Após a reunião de líderes desta terça-feira (1º/8), os deputados terão uma ideia de quando será colocado em pauta no plenário da Câmara o Projeto de Lei Complementar (PLP) 93/2023, que institui o arcabouço fiscal e determina o que entra e o que sai do teto de gastos. O destino do Fundo Constitucional depende desta votação.

Na primeira vez que o projeto foi apreciado pelos deputados federais, em maio, 160 parlamentares votaram a favor da retirada do FCDF do teto de gastos, 316 contrários. O número não foi suficiente e o fundo foi mantido no arcabouço. A situação foi revertida no Senado, e agora a Câmara precisa endossar a mudança. A bancada do DF e representantes do Governo do Distrito Federal (GDF) trabalharam nos bastidores e alterou o posicionamento de alguns partidos que, desta vez, orientarão os deputados que votem a favor da manutenção do FCDF fora do arcabouço fiscal. O Correio apurou que cinco partidos fecharam questão ou proferiram orientação aos deputados para votarem favoravelmente ao fundo: PL, PSD, PSDB, PT e Republicanos. Somadas, as bancadas totalizam 262 dos 513 deputados. Se a previsão se concretizar, o FCDF estará salvo.

Se a Câmara votar para colocar novamente o FCDF dentro do teto de gastos, ainda há a possibilidade regimental de veto por parte do presidente Luiz Inácio Lula da Silva.

É preciso olhar com cuidado para o DF

Por Murilo Viana, economista especialista em contas públicas

É fato que, para o governo federal, quanto maior as despesas da União, maior a dificuldade de cumprir as metas fiscais. O mercado capta uma expectativa de déficit na casa de 0,8% do Produto Interno Bruto (PIB), o que representa um montante de cerca de R$ 100 bilhões para o próximo ano. O novo arcabouço fiscal, por sua vez, define como meta zerar o déficit primário já no ano que vem. É fato que deixar o FCDF com a regra atual dificulta o cumprimento da regra fiscal, e é esse o olhar do ministro da Fazenda (Fernando Haddad).

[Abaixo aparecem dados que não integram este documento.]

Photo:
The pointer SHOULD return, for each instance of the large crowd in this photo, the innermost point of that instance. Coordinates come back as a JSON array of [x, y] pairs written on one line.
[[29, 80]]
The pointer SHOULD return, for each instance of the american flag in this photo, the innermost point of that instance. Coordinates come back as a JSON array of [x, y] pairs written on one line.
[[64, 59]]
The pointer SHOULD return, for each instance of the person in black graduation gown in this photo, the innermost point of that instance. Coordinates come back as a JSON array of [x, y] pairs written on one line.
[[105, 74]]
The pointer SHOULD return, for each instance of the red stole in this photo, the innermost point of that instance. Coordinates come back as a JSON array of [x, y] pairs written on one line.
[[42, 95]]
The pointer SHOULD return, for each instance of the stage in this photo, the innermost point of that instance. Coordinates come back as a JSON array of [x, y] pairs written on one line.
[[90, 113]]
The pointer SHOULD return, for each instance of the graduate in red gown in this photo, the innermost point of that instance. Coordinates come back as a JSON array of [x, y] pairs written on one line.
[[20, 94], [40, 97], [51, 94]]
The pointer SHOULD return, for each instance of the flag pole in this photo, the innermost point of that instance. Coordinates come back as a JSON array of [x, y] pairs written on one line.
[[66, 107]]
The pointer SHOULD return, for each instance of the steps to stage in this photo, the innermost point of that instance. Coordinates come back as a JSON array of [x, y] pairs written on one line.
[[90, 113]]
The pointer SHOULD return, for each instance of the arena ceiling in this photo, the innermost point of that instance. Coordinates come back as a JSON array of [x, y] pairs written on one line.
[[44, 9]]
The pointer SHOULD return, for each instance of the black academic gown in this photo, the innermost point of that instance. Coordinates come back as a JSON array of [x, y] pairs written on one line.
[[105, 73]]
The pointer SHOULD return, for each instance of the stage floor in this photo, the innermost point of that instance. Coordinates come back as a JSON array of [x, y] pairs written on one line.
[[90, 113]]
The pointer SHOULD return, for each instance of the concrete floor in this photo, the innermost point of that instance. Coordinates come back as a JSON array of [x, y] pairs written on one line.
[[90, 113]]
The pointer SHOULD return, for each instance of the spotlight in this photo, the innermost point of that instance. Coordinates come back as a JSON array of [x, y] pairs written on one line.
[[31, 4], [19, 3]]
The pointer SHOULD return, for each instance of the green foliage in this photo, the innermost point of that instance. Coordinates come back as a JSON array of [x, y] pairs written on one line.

O valor do FCDF é definido anualmente com base no valor transferido do ano anterior corrigido pela taxa de crescimento da Receita Corrente Líquida (RCL) da União. A RCL é, grosso modo, equivalente à receita corrente total da União deduzindo-se valores de transferências constitucionais e legais a estados e municípios. A RCL é o dinheiro que de fato fica com a União e tende a evoluir com base no crescimento econômico, na dinâmica das commodities (petróleo, minérios e grãos) e mesmo com a inflação. Se o fundo for incluído no teto de gastos, ele será corrigido, a partir de 2025, de acordo com a variação do Índice Nacional de Preços ao Consumidor Amplo (IPCA) e terá um limite de crescimento de 2,5%. A evolução do recurso teria perda de tração, com crescimento anual bem menor à tendência histórica. Como efeito, o DF teria perdas significativas em médio e longo prazo. O FCDF continuaria crescendo, mas a inclinação da taxa de crescimento diminuiria drasticamente.

A questão do Distrito Federal é bem particular. Existe uma altíssima dependência do DF com relação à União, o que mostra a importância do Fundo Constitucional. O DF não é um município nem um estado. As peculiaridades deste ente federativo o transformam em um misto de União, estado e município. De acordo com o último Censo, o DF conta com uma taxa de crescimento populacional significativa. Além disso, tem a questão do entorno.

Quando tratamos de uma alta dependência de transferência, como é o caso do DF com relação ao Fundo Constitucional, é preciso olhar com cuidado. Mudanças na dinâmica dessa receita podem ter um efeito expressivo sobre a prestação de serviço público e financiamento das políticas públicas de saúde, educação e segurança pública. É uma questão sensível.

Em uma região onde a população está crescendo significativamente, e uma má calibração do FCDF pode resultar em estrangulamento da prestação de serviços públicos pressionados já pela dinâmica populacional do do DF e do entorno. O DF não possui base industrial considerável, nem agronegócio expressivo. A economia do DF é baseada em serviços. Além disso, no DF está a capital do país, que abriga os Três Poderes, as embaixadas e três milhões de pessoas.